A siren cuts the air and the police car, an old school jam sandwich, drives down Adelaide and turns the corner. A moment later there's screaming and chaos and cars, whole automobiles, come flying over the rooftops and crashing down. People panic, of course, and I find myself thinking how close that last one was. But I could do something about this if I were a superhero.

Yes, I am a superhero, apparently with the same powers of the original Superman, back when he could only outrun speeding bullets in a flash and jump like a flea across country. In addition, I have the ability to turn into a ghostlike form. In this form I can move from place to place but I cannot affect anything until I turn solid again.

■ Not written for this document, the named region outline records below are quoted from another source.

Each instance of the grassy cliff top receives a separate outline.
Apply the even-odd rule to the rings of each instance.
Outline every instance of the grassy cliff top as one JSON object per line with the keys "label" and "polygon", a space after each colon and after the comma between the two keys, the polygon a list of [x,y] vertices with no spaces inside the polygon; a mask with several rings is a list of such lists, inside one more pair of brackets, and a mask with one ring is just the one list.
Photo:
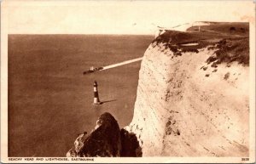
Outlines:
{"label": "grassy cliff top", "polygon": [[166,48],[177,55],[182,55],[183,52],[198,53],[199,48],[208,47],[214,50],[214,54],[206,62],[214,62],[213,66],[234,61],[249,65],[248,23],[211,22],[209,25],[189,27],[185,32],[166,31],[153,42],[163,43]]}

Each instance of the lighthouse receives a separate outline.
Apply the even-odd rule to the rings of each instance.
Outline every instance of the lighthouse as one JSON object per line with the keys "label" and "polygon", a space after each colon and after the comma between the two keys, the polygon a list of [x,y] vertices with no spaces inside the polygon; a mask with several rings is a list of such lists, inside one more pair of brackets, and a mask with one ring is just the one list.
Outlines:
{"label": "lighthouse", "polygon": [[93,91],[94,91],[93,104],[102,105],[102,103],[100,101],[99,93],[98,93],[98,84],[96,81],[94,81]]}

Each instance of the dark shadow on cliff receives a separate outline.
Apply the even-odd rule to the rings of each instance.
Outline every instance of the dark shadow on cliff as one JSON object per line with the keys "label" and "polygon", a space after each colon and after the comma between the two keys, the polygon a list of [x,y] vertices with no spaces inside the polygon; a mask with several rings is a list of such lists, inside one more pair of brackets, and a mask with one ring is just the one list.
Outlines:
{"label": "dark shadow on cliff", "polygon": [[123,157],[141,157],[143,156],[142,148],[137,136],[133,133],[129,133],[125,129],[121,129],[121,145],[120,156]]}
{"label": "dark shadow on cliff", "polygon": [[109,100],[106,100],[106,101],[102,101],[102,104],[105,104],[105,103],[110,103],[110,102],[113,102],[113,101],[116,101],[117,99],[109,99]]}
{"label": "dark shadow on cliff", "polygon": [[95,130],[87,135],[78,136],[74,146],[67,153],[67,157],[142,156],[142,148],[135,133],[119,129],[110,113],[102,114],[96,122]]}

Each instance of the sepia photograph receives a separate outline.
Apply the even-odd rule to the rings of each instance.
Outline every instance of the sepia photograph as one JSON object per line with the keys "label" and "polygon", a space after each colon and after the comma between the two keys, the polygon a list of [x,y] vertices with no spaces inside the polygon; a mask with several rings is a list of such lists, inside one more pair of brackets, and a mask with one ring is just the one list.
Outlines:
{"label": "sepia photograph", "polygon": [[2,1],[1,162],[255,162],[255,2]]}

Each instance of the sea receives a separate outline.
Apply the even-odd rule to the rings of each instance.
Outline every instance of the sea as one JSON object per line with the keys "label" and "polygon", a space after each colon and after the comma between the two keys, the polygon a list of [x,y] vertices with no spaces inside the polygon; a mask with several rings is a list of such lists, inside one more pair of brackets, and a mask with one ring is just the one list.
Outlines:
{"label": "sea", "polygon": [[[154,36],[9,35],[8,156],[65,156],[78,134],[111,113],[120,128],[133,116],[141,61]],[[102,105],[93,105],[93,82]]]}

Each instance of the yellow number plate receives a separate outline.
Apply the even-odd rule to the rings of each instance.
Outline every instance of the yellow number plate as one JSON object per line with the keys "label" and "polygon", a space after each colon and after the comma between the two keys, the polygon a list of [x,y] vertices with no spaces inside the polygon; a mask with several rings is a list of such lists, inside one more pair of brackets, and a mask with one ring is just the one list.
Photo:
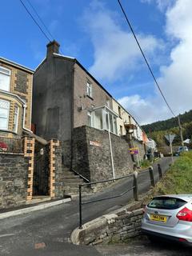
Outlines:
{"label": "yellow number plate", "polygon": [[166,222],[167,218],[166,216],[162,216],[162,215],[150,214],[150,220],[162,222]]}

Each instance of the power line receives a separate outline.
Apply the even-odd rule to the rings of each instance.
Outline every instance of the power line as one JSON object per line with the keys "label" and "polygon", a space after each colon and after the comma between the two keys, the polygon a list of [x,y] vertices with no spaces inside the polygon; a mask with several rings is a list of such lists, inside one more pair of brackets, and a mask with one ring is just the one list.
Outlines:
{"label": "power line", "polygon": [[163,93],[162,93],[162,90],[161,90],[161,88],[160,88],[160,86],[159,86],[159,85],[158,85],[158,83],[155,77],[154,77],[154,73],[153,73],[153,71],[152,71],[152,70],[151,70],[151,68],[150,68],[150,64],[149,64],[149,62],[148,62],[148,61],[147,61],[147,59],[146,59],[146,56],[145,56],[145,54],[144,54],[144,53],[143,53],[143,51],[142,51],[142,47],[141,47],[141,46],[140,46],[140,44],[139,44],[139,42],[138,42],[138,38],[137,38],[137,37],[136,37],[136,35],[135,35],[135,34],[134,34],[134,30],[133,30],[133,28],[132,28],[132,26],[131,26],[131,24],[130,24],[130,21],[129,21],[129,19],[128,19],[128,18],[127,18],[127,15],[126,15],[126,12],[125,12],[125,10],[124,10],[124,9],[123,9],[121,2],[120,2],[120,0],[118,0],[118,4],[119,4],[119,6],[120,6],[120,7],[121,7],[121,9],[122,9],[122,13],[123,13],[123,14],[124,14],[124,16],[125,16],[125,18],[126,18],[126,20],[129,26],[130,26],[130,30],[131,30],[131,32],[132,32],[132,34],[133,34],[133,35],[134,35],[134,39],[135,39],[135,41],[136,41],[136,42],[137,42],[137,44],[138,44],[138,48],[139,48],[141,53],[142,53],[142,57],[144,58],[144,60],[145,60],[145,62],[146,62],[146,66],[148,66],[148,69],[149,69],[149,70],[150,70],[150,74],[151,74],[151,75],[152,75],[152,77],[153,77],[153,78],[154,78],[154,82],[155,82],[156,86],[158,86],[158,90],[160,91],[160,94],[162,94],[162,98],[163,98],[163,99],[164,99],[164,101],[165,101],[165,102],[166,102],[166,106],[168,106],[168,108],[169,108],[169,110],[170,110],[170,112],[171,112],[171,114],[173,114],[173,116],[174,116],[174,117],[176,117],[175,114],[174,114],[174,111],[172,110],[170,106],[169,105],[167,100],[166,99],[166,97],[164,96],[164,94],[163,94]]}
{"label": "power line", "polygon": [[[30,14],[30,16],[31,17],[31,18],[33,19],[33,21],[35,22],[35,24],[38,26],[38,28],[41,30],[41,31],[42,32],[42,34],[45,35],[45,37],[50,42],[51,40],[48,38],[48,36],[46,34],[46,33],[43,31],[43,30],[42,29],[42,27],[40,26],[40,25],[38,23],[38,22],[35,20],[35,18],[33,17],[32,14],[30,12],[30,10],[27,9],[27,7],[26,6],[26,5],[24,4],[24,2],[22,2],[22,0],[19,0],[21,2],[21,3],[22,4],[22,6],[24,6],[24,8],[26,9],[26,10],[27,11],[27,13]],[[53,36],[52,34],[50,34],[48,27],[46,26],[45,22],[42,21],[42,19],[41,18],[41,17],[38,15],[36,9],[33,6],[32,3],[30,2],[30,0],[26,0],[27,2],[29,3],[29,5],[30,6],[30,7],[33,9],[34,12],[35,13],[35,14],[37,15],[37,17],[38,18],[38,19],[40,20],[40,22],[42,23],[43,26],[45,27],[46,32],[50,34],[50,38],[52,38],[52,39],[54,40],[54,37]],[[60,49],[60,52],[62,54],[64,55],[63,52],[62,51],[62,50]]]}
{"label": "power line", "polygon": [[29,5],[30,6],[30,7],[33,9],[34,12],[35,13],[35,14],[37,15],[37,17],[38,18],[38,19],[40,20],[40,22],[42,22],[42,24],[43,25],[44,28],[46,29],[46,32],[50,34],[50,36],[52,38],[52,39],[54,40],[54,37],[53,35],[50,34],[48,27],[46,26],[45,22],[42,21],[42,19],[41,18],[41,17],[38,15],[36,9],[33,6],[32,3],[30,2],[30,0],[26,0],[27,2],[29,3]]}
{"label": "power line", "polygon": [[26,12],[29,14],[29,15],[30,16],[30,18],[33,19],[33,21],[34,22],[34,23],[38,26],[39,30],[42,31],[42,33],[44,34],[44,36],[46,38],[46,39],[49,40],[49,42],[50,42],[51,40],[49,38],[49,37],[46,34],[46,33],[43,31],[43,30],[42,29],[42,27],[40,26],[40,25],[38,23],[38,22],[35,20],[35,18],[34,18],[34,16],[31,14],[31,13],[30,12],[30,10],[27,9],[27,7],[26,6],[26,5],[24,4],[24,2],[22,2],[22,0],[19,0],[21,2],[21,3],[22,4],[23,7],[26,9]]}

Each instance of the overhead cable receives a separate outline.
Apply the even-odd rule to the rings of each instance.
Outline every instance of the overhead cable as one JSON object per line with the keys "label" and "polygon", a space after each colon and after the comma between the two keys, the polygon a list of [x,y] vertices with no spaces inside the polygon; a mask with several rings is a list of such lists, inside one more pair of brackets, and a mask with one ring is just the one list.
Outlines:
{"label": "overhead cable", "polygon": [[43,22],[43,20],[42,19],[42,18],[38,15],[36,9],[34,7],[34,6],[32,5],[32,3],[30,2],[30,0],[26,0],[27,2],[29,3],[29,5],[30,6],[30,7],[33,9],[34,12],[35,13],[35,14],[37,15],[37,17],[38,18],[38,19],[40,20],[40,22],[42,22],[42,24],[43,25],[44,28],[46,29],[46,32],[50,34],[50,38],[52,38],[52,39],[54,40],[54,36],[50,34],[48,27],[46,26],[45,22]]}
{"label": "overhead cable", "polygon": [[21,2],[21,3],[22,4],[23,7],[25,8],[25,10],[26,10],[26,12],[28,13],[28,14],[30,16],[30,18],[33,19],[33,21],[34,22],[34,23],[38,26],[39,30],[42,31],[42,33],[44,34],[44,36],[46,38],[46,39],[50,42],[51,40],[49,38],[49,37],[46,34],[46,33],[43,31],[43,30],[42,29],[41,26],[38,24],[38,22],[35,20],[35,18],[34,18],[34,16],[31,14],[31,13],[30,12],[30,10],[28,10],[28,8],[26,7],[26,6],[24,4],[24,2],[22,2],[22,0],[19,0]]}
{"label": "overhead cable", "polygon": [[141,47],[141,46],[140,46],[140,44],[139,44],[139,42],[138,42],[138,38],[137,38],[137,37],[136,37],[136,35],[135,35],[135,33],[134,33],[134,30],[133,30],[133,27],[132,27],[132,26],[131,26],[131,24],[130,24],[130,21],[129,21],[129,19],[128,19],[128,18],[127,18],[127,15],[126,15],[126,12],[125,12],[125,10],[124,10],[124,9],[123,9],[121,2],[120,2],[120,0],[118,0],[118,4],[119,4],[119,6],[120,6],[120,7],[121,7],[121,9],[122,9],[122,13],[123,13],[123,14],[124,14],[124,16],[125,16],[125,18],[126,18],[126,20],[129,26],[130,26],[130,30],[131,30],[131,32],[132,32],[132,34],[133,34],[133,35],[134,35],[134,39],[135,39],[135,41],[136,41],[136,42],[137,42],[137,44],[138,44],[138,48],[139,48],[139,50],[140,50],[140,51],[141,51],[141,53],[142,53],[142,57],[143,57],[143,58],[144,58],[144,60],[145,60],[145,62],[146,62],[146,66],[148,66],[148,69],[149,69],[149,70],[150,70],[150,74],[151,74],[151,75],[152,75],[152,77],[153,77],[153,78],[154,78],[154,82],[155,82],[156,86],[158,86],[158,89],[160,94],[162,94],[162,98],[163,98],[163,99],[164,99],[164,101],[165,101],[165,102],[166,102],[166,106],[168,106],[168,108],[169,108],[169,110],[170,110],[170,112],[171,112],[171,114],[173,114],[173,116],[174,116],[174,117],[176,117],[175,114],[174,114],[174,111],[172,110],[170,106],[169,105],[167,100],[166,99],[166,97],[165,97],[165,95],[163,94],[163,93],[162,93],[162,90],[161,90],[161,88],[160,88],[160,86],[159,86],[159,85],[158,85],[158,83],[157,79],[155,78],[155,76],[154,76],[154,73],[153,73],[153,71],[152,71],[152,69],[150,68],[150,64],[149,64],[149,62],[148,62],[148,61],[147,61],[147,59],[146,59],[146,56],[145,56],[145,54],[144,54],[143,50],[142,50],[142,47]]}

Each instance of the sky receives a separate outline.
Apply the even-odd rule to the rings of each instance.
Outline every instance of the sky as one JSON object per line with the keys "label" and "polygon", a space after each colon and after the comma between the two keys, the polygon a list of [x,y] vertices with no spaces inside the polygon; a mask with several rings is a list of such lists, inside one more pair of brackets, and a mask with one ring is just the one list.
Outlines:
{"label": "sky", "polygon": [[[29,0],[22,1],[37,18]],[[30,2],[62,53],[76,58],[140,124],[173,117],[117,0]],[[192,1],[121,2],[174,113],[190,110]],[[0,56],[35,69],[46,56],[49,41],[19,0],[1,1],[0,22]]]}

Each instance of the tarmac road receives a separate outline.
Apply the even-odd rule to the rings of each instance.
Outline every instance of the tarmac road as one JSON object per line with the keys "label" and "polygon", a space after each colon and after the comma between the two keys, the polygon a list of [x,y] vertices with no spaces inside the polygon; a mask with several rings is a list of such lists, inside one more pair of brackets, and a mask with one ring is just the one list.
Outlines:
{"label": "tarmac road", "polygon": [[[163,170],[168,168],[170,158],[160,160]],[[155,178],[158,178],[156,164],[154,167]],[[146,192],[150,186],[149,173],[138,175],[139,192]],[[129,178],[122,182],[114,183],[103,192],[97,193],[89,198],[96,199],[102,197],[118,194],[133,186],[133,180]],[[83,222],[94,219],[111,210],[127,204],[133,197],[130,191],[122,198],[102,201],[84,206],[82,208]],[[83,200],[87,199],[87,197]],[[63,205],[56,206],[43,210],[32,212],[20,216],[0,221],[0,255],[13,256],[98,256],[98,255],[137,255],[123,254],[114,247],[114,254],[107,252],[106,247],[74,246],[70,242],[72,230],[78,226],[78,198]],[[130,246],[127,246],[128,247]],[[127,248],[120,246],[120,248]],[[135,247],[134,245],[132,246]],[[141,245],[142,246],[142,245]],[[111,250],[110,246],[108,249]],[[126,249],[125,249],[126,250]],[[130,251],[130,248],[129,249]],[[144,249],[146,250],[146,248]],[[151,250],[152,249],[150,248]],[[142,255],[140,254],[139,255]],[[156,255],[156,254],[143,254]],[[162,254],[157,254],[162,255]],[[166,254],[164,254],[166,255]],[[168,254],[167,254],[168,255]],[[172,254],[170,254],[172,255]],[[177,254],[175,254],[177,255]],[[179,254],[178,254],[179,255]],[[187,255],[187,254],[183,254]],[[191,254],[192,255],[192,254]]]}

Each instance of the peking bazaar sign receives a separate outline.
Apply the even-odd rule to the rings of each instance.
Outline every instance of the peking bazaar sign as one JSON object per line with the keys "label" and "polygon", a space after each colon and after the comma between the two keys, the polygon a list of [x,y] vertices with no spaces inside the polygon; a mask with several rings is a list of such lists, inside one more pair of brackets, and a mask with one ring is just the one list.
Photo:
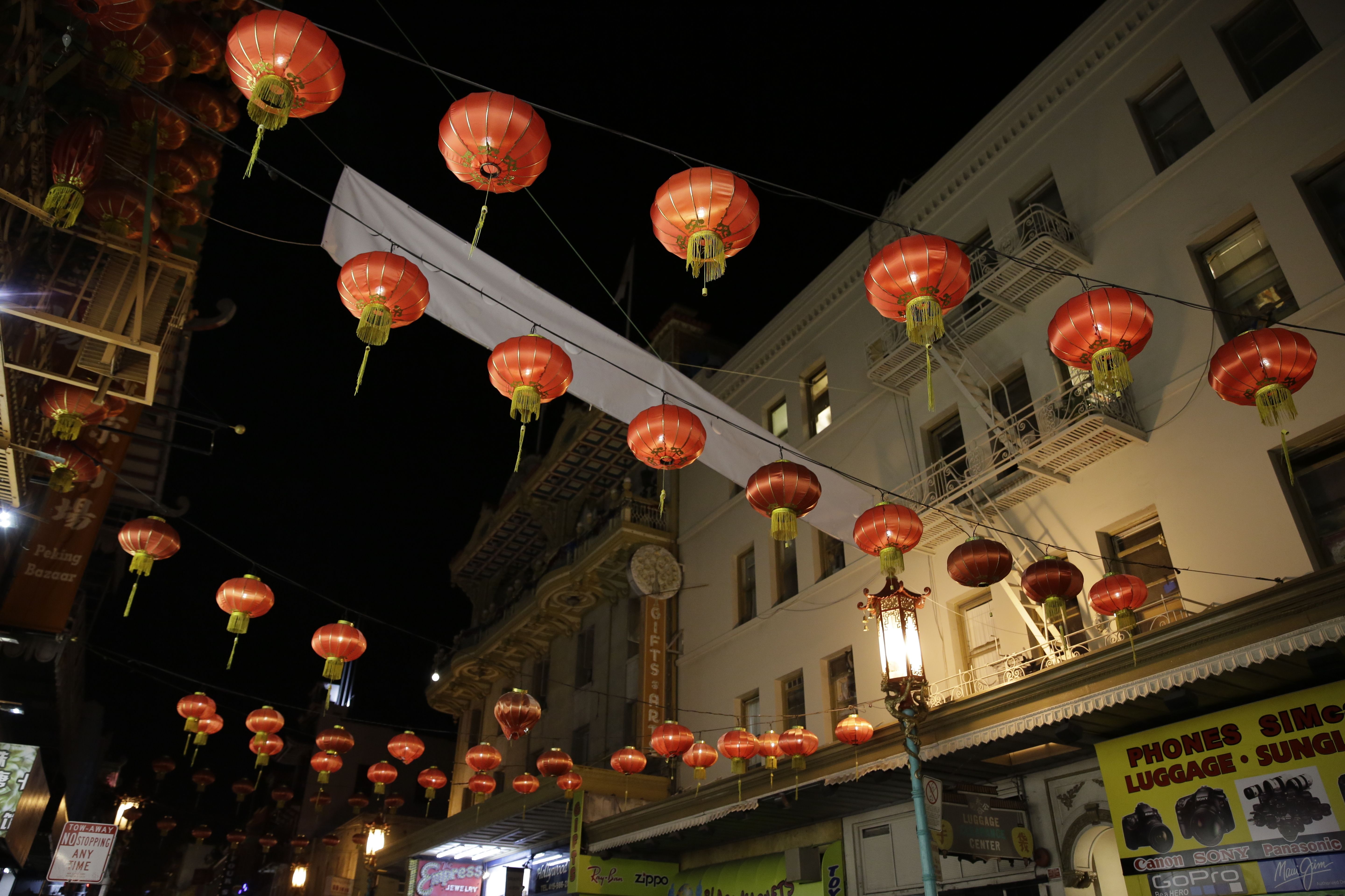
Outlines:
{"label": "peking bazaar sign", "polygon": [[1098,744],[1128,896],[1345,889],[1345,682]]}

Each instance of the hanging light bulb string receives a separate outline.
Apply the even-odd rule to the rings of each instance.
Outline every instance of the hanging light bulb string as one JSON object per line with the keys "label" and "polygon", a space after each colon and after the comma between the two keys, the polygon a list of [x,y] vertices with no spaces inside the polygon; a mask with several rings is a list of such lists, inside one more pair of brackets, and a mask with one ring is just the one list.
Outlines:
{"label": "hanging light bulb string", "polygon": [[[139,82],[133,82],[132,86],[136,87],[136,89],[139,89],[139,90],[143,90],[145,93],[145,95],[148,95],[148,97],[152,98],[153,102],[157,102],[160,105],[167,106],[168,109],[172,109],[176,114],[187,118],[188,121],[192,121],[194,124],[200,124],[200,122],[198,122],[191,116],[191,113],[188,113],[188,111],[180,109],[179,106],[174,105],[165,97],[160,97],[159,94],[156,94],[156,93],[145,89],[144,85],[140,85]],[[206,125],[200,125],[200,126],[206,128],[207,130],[213,130],[213,129],[207,128]],[[222,142],[225,142],[229,146],[231,146],[235,152],[241,152],[241,153],[249,153],[250,152],[247,149],[243,149],[238,144],[233,142],[231,140],[229,140],[227,137],[225,137],[219,132],[214,132],[214,134]],[[366,222],[362,218],[359,218],[352,211],[350,211],[350,210],[347,210],[344,207],[339,206],[334,199],[323,196],[320,192],[317,192],[312,187],[308,187],[307,184],[296,180],[291,175],[285,173],[284,171],[276,168],[274,165],[272,165],[269,163],[262,161],[262,164],[266,165],[269,169],[274,171],[278,176],[284,177],[289,183],[292,183],[296,187],[299,187],[301,191],[312,195],[319,201],[330,206],[331,208],[342,212],[343,215],[346,215],[351,220],[356,222],[362,227],[367,228],[371,234],[374,234],[377,236],[382,236],[383,239],[390,239],[390,236],[387,236],[386,234],[383,234],[381,230],[378,230],[377,227],[374,227],[369,222]],[[714,420],[718,420],[720,423],[730,426],[734,430],[738,430],[740,433],[742,433],[745,435],[749,435],[749,437],[752,437],[755,439],[765,442],[767,445],[777,447],[781,451],[788,451],[790,454],[792,454],[794,457],[798,457],[802,461],[806,461],[808,463],[812,463],[812,465],[819,466],[819,467],[826,469],[826,470],[831,470],[837,476],[841,476],[841,477],[849,480],[850,482],[853,482],[853,484],[855,484],[855,485],[858,485],[861,488],[865,488],[865,489],[872,490],[872,492],[881,492],[882,494],[889,494],[892,497],[896,497],[896,498],[898,498],[900,501],[902,501],[905,504],[911,504],[913,506],[924,508],[925,510],[928,510],[931,513],[937,513],[937,514],[948,519],[950,521],[954,521],[955,525],[958,525],[959,528],[963,528],[967,524],[972,524],[971,520],[966,520],[964,517],[962,517],[959,514],[951,513],[950,510],[946,510],[943,508],[935,506],[935,505],[932,505],[932,504],[929,504],[927,501],[921,501],[920,498],[905,496],[905,494],[893,492],[890,489],[885,489],[885,488],[882,488],[880,485],[876,485],[873,482],[869,482],[868,480],[865,480],[862,477],[858,477],[858,476],[854,476],[853,473],[847,473],[846,470],[842,470],[842,469],[839,469],[837,466],[833,466],[833,465],[824,463],[824,462],[822,462],[822,461],[819,461],[816,458],[808,457],[807,454],[799,451],[798,449],[794,449],[792,446],[788,446],[788,445],[785,445],[785,443],[783,443],[783,442],[780,442],[777,439],[773,439],[771,437],[763,435],[763,434],[756,433],[756,431],[753,431],[753,430],[751,430],[751,429],[748,429],[745,426],[741,426],[740,423],[737,423],[734,420],[730,420],[730,419],[726,419],[724,416],[720,416],[714,411],[703,408],[699,404],[697,404],[695,402],[691,402],[690,399],[686,399],[686,398],[683,398],[681,395],[677,395],[674,392],[667,392],[667,390],[663,386],[659,386],[659,384],[656,384],[656,383],[646,379],[644,376],[640,376],[635,371],[629,371],[629,369],[621,367],[620,364],[617,364],[616,361],[613,361],[609,357],[605,357],[605,356],[603,356],[603,355],[600,355],[597,352],[593,352],[593,351],[585,348],[584,344],[580,343],[578,340],[570,339],[570,337],[565,336],[564,333],[558,333],[557,330],[554,330],[554,329],[551,329],[549,326],[545,326],[543,324],[539,324],[538,321],[533,320],[531,317],[529,317],[523,312],[521,312],[516,308],[511,306],[508,302],[503,301],[502,298],[498,298],[498,297],[492,296],[491,293],[487,293],[483,286],[480,286],[477,283],[472,283],[465,277],[461,277],[461,275],[459,275],[459,274],[456,274],[456,273],[453,273],[453,271],[451,271],[451,270],[448,270],[445,267],[441,267],[434,261],[426,258],[425,255],[422,255],[420,253],[416,253],[410,247],[405,247],[404,246],[402,249],[405,249],[406,254],[410,255],[412,258],[414,258],[418,262],[421,262],[421,263],[424,263],[424,265],[434,269],[436,271],[438,271],[440,274],[448,277],[449,279],[453,279],[453,281],[461,283],[467,289],[471,289],[471,290],[476,292],[482,298],[484,298],[484,300],[487,300],[490,302],[494,302],[495,305],[503,308],[504,310],[508,310],[512,314],[516,314],[519,318],[522,318],[523,321],[526,321],[531,326],[542,329],[542,330],[545,330],[545,332],[555,336],[555,339],[561,340],[562,343],[569,343],[569,344],[574,345],[576,348],[578,348],[580,351],[586,352],[588,355],[592,355],[593,357],[596,357],[597,360],[605,363],[607,365],[612,367],[613,369],[617,369],[617,371],[625,373],[627,376],[629,376],[629,377],[632,377],[632,379],[635,379],[635,380],[638,380],[638,382],[648,386],[652,391],[658,391],[658,392],[662,392],[664,395],[671,395],[672,398],[677,398],[682,404],[685,404],[686,407],[689,407],[691,410],[699,411],[701,414],[705,414],[706,416],[710,416]],[[1072,271],[1065,271],[1063,274],[1073,275]],[[1095,281],[1095,282],[1100,282],[1100,281]],[[1108,283],[1108,285],[1111,285],[1111,283]],[[1128,289],[1128,287],[1120,286],[1120,289]],[[1135,292],[1135,290],[1131,290],[1131,292]],[[1163,296],[1158,296],[1157,293],[1145,293],[1145,294],[1155,296],[1158,298],[1166,298]],[[1198,308],[1201,310],[1212,310],[1209,306],[1194,305],[1194,304],[1190,304],[1190,302],[1182,302],[1181,300],[1171,300],[1171,301],[1177,301],[1180,304],[1188,304],[1188,305],[1192,305],[1193,308]],[[1302,329],[1315,329],[1315,328],[1302,328]],[[1332,333],[1332,334],[1336,334],[1336,336],[1345,336],[1345,333],[1341,333],[1341,332],[1337,332],[1337,330],[1318,330],[1318,332]],[[990,532],[997,532],[999,535],[1005,535],[1005,536],[1020,539],[1022,541],[1026,541],[1026,543],[1033,544],[1033,545],[1036,545],[1038,548],[1042,548],[1042,549],[1056,548],[1056,549],[1069,551],[1071,553],[1076,553],[1079,556],[1085,556],[1085,557],[1095,559],[1095,560],[1107,560],[1108,559],[1108,557],[1104,557],[1100,553],[1084,551],[1081,548],[1065,548],[1065,547],[1054,544],[1054,543],[1049,543],[1049,541],[1044,541],[1044,540],[1040,540],[1040,539],[1032,539],[1032,537],[1024,536],[1024,535],[1021,535],[1018,532],[1013,532],[1010,529],[1001,529],[1001,528],[993,527],[993,525],[990,525],[987,523],[975,523],[975,525],[979,525],[981,528],[983,528],[986,531],[990,531]],[[233,548],[230,548],[230,549],[233,549]],[[1193,567],[1176,567],[1176,566],[1165,566],[1165,564],[1138,564],[1137,563],[1137,566],[1150,566],[1153,568],[1169,570],[1169,571],[1173,571],[1173,572],[1196,572],[1196,574],[1202,574],[1202,575],[1219,575],[1219,576],[1228,576],[1228,578],[1236,578],[1236,579],[1251,579],[1251,580],[1256,580],[1256,582],[1282,583],[1287,578],[1287,576],[1258,576],[1258,575],[1245,575],[1245,574],[1237,574],[1237,572],[1221,572],[1221,571],[1216,571],[1216,570],[1198,570],[1198,568],[1193,568]],[[303,587],[303,586],[300,586],[300,587]],[[320,595],[320,596],[324,596],[324,595]],[[331,600],[331,598],[325,598],[325,599]],[[338,603],[338,602],[332,600],[332,603]],[[340,606],[340,604],[338,604],[338,606]],[[385,625],[387,625],[387,623],[385,623]],[[416,637],[424,638],[424,635],[416,635]]]}

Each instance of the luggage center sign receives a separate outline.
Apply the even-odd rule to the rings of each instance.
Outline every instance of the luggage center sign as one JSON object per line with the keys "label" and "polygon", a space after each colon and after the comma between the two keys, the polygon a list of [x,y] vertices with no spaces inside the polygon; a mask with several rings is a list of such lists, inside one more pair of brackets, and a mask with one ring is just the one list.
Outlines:
{"label": "luggage center sign", "polygon": [[1345,682],[1098,744],[1128,896],[1345,887]]}

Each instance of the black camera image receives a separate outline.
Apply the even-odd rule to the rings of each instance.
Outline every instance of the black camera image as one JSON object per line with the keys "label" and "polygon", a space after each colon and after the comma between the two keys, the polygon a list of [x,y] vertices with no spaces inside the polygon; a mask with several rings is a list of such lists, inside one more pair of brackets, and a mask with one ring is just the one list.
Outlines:
{"label": "black camera image", "polygon": [[1177,827],[1188,840],[1217,846],[1233,829],[1233,807],[1219,787],[1200,787],[1177,801]]}
{"label": "black camera image", "polygon": [[1284,840],[1298,840],[1305,827],[1332,814],[1332,807],[1314,797],[1311,787],[1313,779],[1307,775],[1287,780],[1276,776],[1243,787],[1243,795],[1256,801],[1252,823],[1278,830]]}
{"label": "black camera image", "polygon": [[1171,827],[1163,823],[1163,817],[1149,803],[1139,803],[1135,811],[1120,819],[1120,832],[1126,837],[1126,849],[1143,849],[1166,853],[1173,848]]}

Apparently, I can also make myself look like different sorts of people.

Instead of intervening in whatever madness can toss cars like toys, I find myself in a story where I'm investigating a mystery in a museum. Not wanting to be discovered, I use my shape-shifting powers to make myself appear to be a marble statue.

Then I'm depowered me again, hiking on a cliff above a valley containing, for some reason, the ruins of the sorts of buildings one sees in a city core. The conspirators meet here, in these overgrown, graffiti-marked buildings. They've turned them into buildings. I don't know what conspirators they are, except they're evil and nasty and they dress like businessmen. I have dark thoughts of revisionist 9/11 conspiracy theories, in which I place little stock, and the writings of David Icke, which I find about as credible as the average five-year-old's thoughts on Father Christmas. The hiking group of which I'm a part approaches the doors. One swings open. Inside, sure enough, we find a furnished office, and a Conspirator talking on a telephone.

Whereupon I find myself in the yard of my childhood home talking to a cousin and her spouse, who in this altered reality live next door.

I never do learn what sort of thing was tossing those cars, or if it was ever stopped.